[x86 / Bug Fix] Upgrades to CMOV optimisations (Fixes #40307)
Summary
This merge request fixes a bug in the OptPass2Jcc
routine where the wrong-sized registers were sometimes loaded into the operands, causing assembler errors in some configurations.
This request contains three distinct commits:
- The first commit is a pure bug fix to get the job done, and is not too dissimilar from the patch example given by @rasberryrabbit in #40307 (closed).
- The second commit adds some new features to the optimisation in an attempt to reduce register usage and produce more optimal code. There's still room for improvement at a later date.
- The third commit is a test that targets the original
CMOV
bug and also showcases the improvements in the second commit.
System
- Processor architecture: i386, x86_64
What is the current bug behavior?
In some rare situations, a peephole optimisation will load the wrong-sized register into an operand, causing external assembler errors.
What is the behavior after applying this patch?
Such CMOV
optimisations will now always load the correct sized register.
Relevant logs and/or screenshots
Due to its rarity, no changes appear in the RTL or compiler source.

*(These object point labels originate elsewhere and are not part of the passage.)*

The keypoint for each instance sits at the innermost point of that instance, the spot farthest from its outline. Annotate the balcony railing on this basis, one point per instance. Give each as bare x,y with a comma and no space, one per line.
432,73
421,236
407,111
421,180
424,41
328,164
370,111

However, the assembly dump of tests\webtbs\tw40307.pp
showcases the situation nicely (this is shown under x86_64-win64... it's harder to showcase on i386 because of the limited number of registers).
Trunk:
.section .text.n_p$tw40307_$$_setparams$boolean$toutstruct,"ax"
.balign 16,0x90
.globl P$TW40307_$$_SETPARAMS$BOOLEAN$TOUTSTRUCT
P$TW40307_$$_SETPARAMS$BOOLEAN$TOUTSTRUCT:
.Lc2:
movw $16,%r10w
movw $32,%ax
testb %cl,%cl
movl $8,%ecx
cmovnew %r10w,%ax
cmovnel %r10w,%ecx ; // <-- Will cause an assembler error because we're using a word-sized register in a DWORD-sized operation
movw %ax,(%rdx)
movl %ecx,4(%rdx)
.Lc3:
ret
.Lc1:
First commit - code now compiles correctly:
.section .text.n_p$tw40307_$$_setparams$boolean$toutstruct,"ax"
.balign 16,0x90
.globl P$TW40307_$$_SETPARAMS$BOOLEAN$TOUTSTRUCT
P$TW40307_$$_SETPARAMS$BOOLEAN$TOUTSTRUCT:
.Lc2:
movw $16,%r10w
movl $16,%r11d ; // <-- A different DWORD-sized register is now used
movw $32,%ax
testb %cl,%cl
movl $8,%ecx
cmovnew %r10w,%ax
cmovnel %r11d,%ecx ; // <-- Register is correct size
movw %ax,(%rdx)
movl %ecx,4(%rdx)
.Lc3:
ret
.Lc1:
Second commit - optimises size and register usage:
.section .text.n_p$tw40307_$$_setparams$boolean$toutstruct,"ax"
.balign 16,0x90
.globl P$TW40307_$$_SETPARAMS$BOOLEAN$TOUTSTRUCT
P$TW40307_$$_SETPARAMS$BOOLEAN$TOUTSTRUCT:
.Lc2:
movl $16,%r10d ; // <-- %r10d can be successfully used for both the word-sized and DWORD-sized CMOV instructions
movw $32,%ax
testb %cl,%cl
movl $8,%ecx
cmovnew %r10w,%ax
cmovnel %r10d,%ecx ; // <-- Register is correct size
movw %ax,(%rdx)
movl %ecx,4(%rdx)
.Lc3:
ret
.Lc1:
Additional Notes
i386-win32
and x86_64-win64
pass without incident or regression.